Un caractère irréversible

Pour la plupart d’entre nous, les conversations explorant les grandes interrogations autour de la vie et de la mort sont une chose difficile. Malgré l’inéluctabilité de la mort, nous déployons beaucoup d’efforts pour éviter d’y penser, d’en discuter et de nous y préparer, constate Luce Des Aulniers, comme si mourir ne faisait pas partie des expériences de la vie, si bien que la mort devient un moment marqué par la peur et la solitude. «Nous ne supportons pas l’idée d’être confronté au caractère irréversible de notre finitude, dit la professeure. Ou bien on souhaite mourir rapidement, ou bien on veut mourir dans des draps de satin, un verre de champagne à la main.»

L’annonce par un médecin d’un diagnostic de maladie incurable et d’une date butoir introduit toujours une sorte de chaos, qui met en relief l’incertitude existentielle qui était la nôtre tout au long de notre vie, mais à laquelle nous accordions peu d’attention, remarque la professeure. «Quand on subit un tel verdict, on se concentre sur le compte à rebours. C’est alors que l’angoisse monte, et plus celle-ci augmente, plus la demande à mourir devient pressante.»

«Notre attitude face à la mort dépend de nos rapports au temps – compressé et accéléré –, au corps et à ses signes de vieillissement, que l’on cherche à éloigner, à la technoscience, qui laisse peu de place à l’incertitude et à l’impondérable. Ce sont ces rapports, tributaires de la longue histoire culturelle de l’humanité, qui déterminent nos représentations de la mort.»

Le rapport à la mort dans les sociétés occidentales a beaucoup évolué ces dernières décennies. En témoignent, notamment, l’éclatement des rites funéraires, les demandes accrues pour la crémation, la quasi-disparition de l’exposition des morts dans les maisons funéraires. «Notre attitude face à la mort dépend de nos rapports au temps – compressé et accéléré –, au corps et à ses signes de vieillissement, que l’on cherche à éloigner, à la technoscience, qui laisse peu de place à l’incertitude et à l’impondérable, souligne Luce Des Aulniers. Ce sont ces rapports, tributaires de la longue histoire culturelle de l’humanité, qui déterminent nos représentations de la mort.»

Humaniser les soins de fin de vie

L’anthropologue critique la déshumanisation des soins aux personnes mourantes, un phénomène dont on ne parle pas suffisamment. «Dans de telles conditions, dit-elle, les bénéfices d’être encore en vie tendent peu à peu à disparaître.»

Selon le rapport de la Commission sur les soins de fin de vie, paru le printemps dernier, il reste beaucoup à faire au Québec pour que les soins palliatifs puissent être offerts également sur l’ensemble du territoire. «Il existe des différences interrégionales importantes concernant les proportions de soins palliatifs de fin de vie dispensés dans chaque lieu de soins, y compris des différences de 30 % dans les proportions de soins dispensés à domicile», peut-on lire dans le rapport. Les auteurs du document soulignent, par ailleurs, qu’une partie du corps médical résiste à l’idée d’administrer l’aide médicale à mourir.
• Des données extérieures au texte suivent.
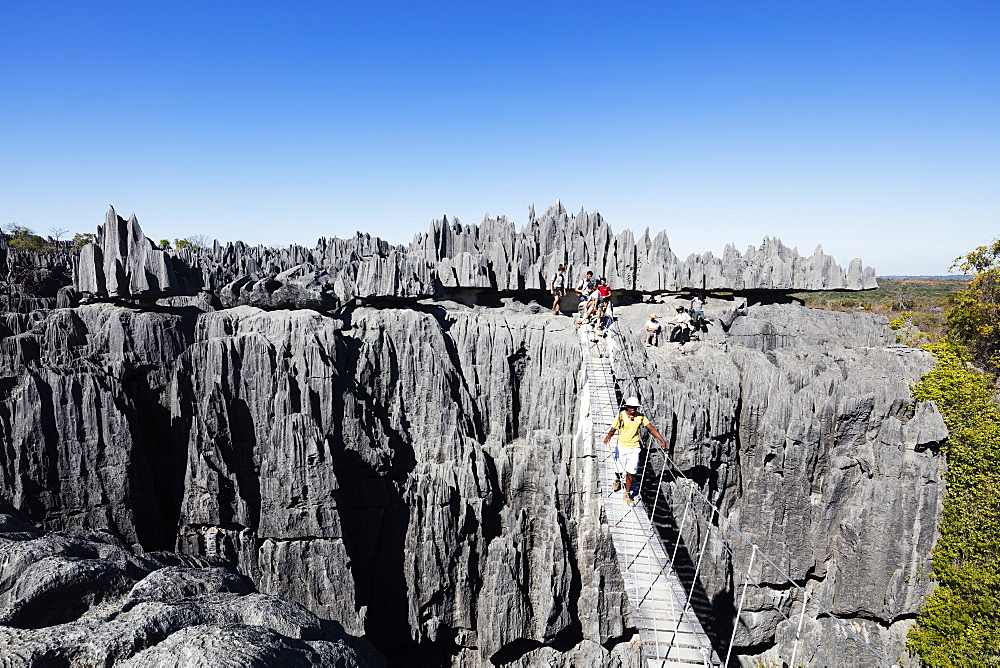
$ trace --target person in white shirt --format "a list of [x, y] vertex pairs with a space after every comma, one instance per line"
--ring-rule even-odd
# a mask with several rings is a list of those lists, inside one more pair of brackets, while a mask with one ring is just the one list
[[646, 321], [646, 345], [654, 348], [660, 341], [660, 321], [656, 319], [656, 314], [651, 313]]
[[583, 318], [583, 310], [587, 305], [587, 297], [590, 296], [590, 291], [594, 289], [597, 285], [597, 281], [594, 280], [594, 272], [588, 271], [587, 276], [580, 280], [576, 285], [576, 294], [580, 295], [580, 317]]
[[677, 307], [677, 315], [667, 320], [667, 324], [674, 326], [670, 330], [671, 341], [680, 343], [683, 346], [691, 339], [691, 316], [684, 311], [683, 306]]
[[699, 325], [705, 321], [705, 301], [701, 295], [694, 295], [691, 298], [691, 306], [688, 310], [691, 312], [691, 325], [698, 329]]

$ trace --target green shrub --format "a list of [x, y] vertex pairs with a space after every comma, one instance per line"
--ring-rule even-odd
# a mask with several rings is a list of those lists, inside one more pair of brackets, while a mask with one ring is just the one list
[[900, 317], [896, 317], [889, 321], [889, 329], [901, 329], [905, 324], [905, 320]]
[[948, 335], [967, 346], [977, 364], [1000, 371], [1000, 239], [955, 258], [952, 269], [974, 275], [949, 299]]
[[4, 232], [10, 235], [7, 243], [12, 248], [32, 251], [33, 253], [42, 253], [45, 251], [45, 239], [24, 225], [18, 225], [17, 223], [5, 225]]
[[90, 232], [77, 232], [73, 235], [73, 245], [76, 246], [77, 250], [92, 243], [94, 243], [94, 235]]
[[1000, 407], [989, 375], [965, 349], [927, 347], [937, 365], [913, 388], [933, 400], [948, 425], [940, 538], [932, 556], [938, 587], [909, 633], [907, 649], [925, 666], [996, 665], [1000, 659]]

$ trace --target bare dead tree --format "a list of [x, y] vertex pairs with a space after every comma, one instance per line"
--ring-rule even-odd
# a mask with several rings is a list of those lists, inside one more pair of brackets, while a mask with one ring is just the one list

«Quand la fin approche, on devrait avoir l’assurance que l’on sera considéré comme un être humain et que l’on pourra exprimer ses désirs, souligne Luce Des Aulniers. Se donner le temps de prendre la décision qui soit la plus éclairée possible et vivre sa mort avec ses proches dans des conditions minimales d’intimité ne devraient pas être un luxe.»

Appuyée par la Faculté de communication, la conférence de Luce Des Aulniers aura lieu au pavillon Président-Kennedy (salle PK-1140), de 19 h à 21 h.

La professeure a cosigné, avec le médecin en soins palliatifs Bernard J. Lapointe, l'ouvrage Le choix de l'heure: ruser avec la mort?, paru récemment aux éditions Somme toute.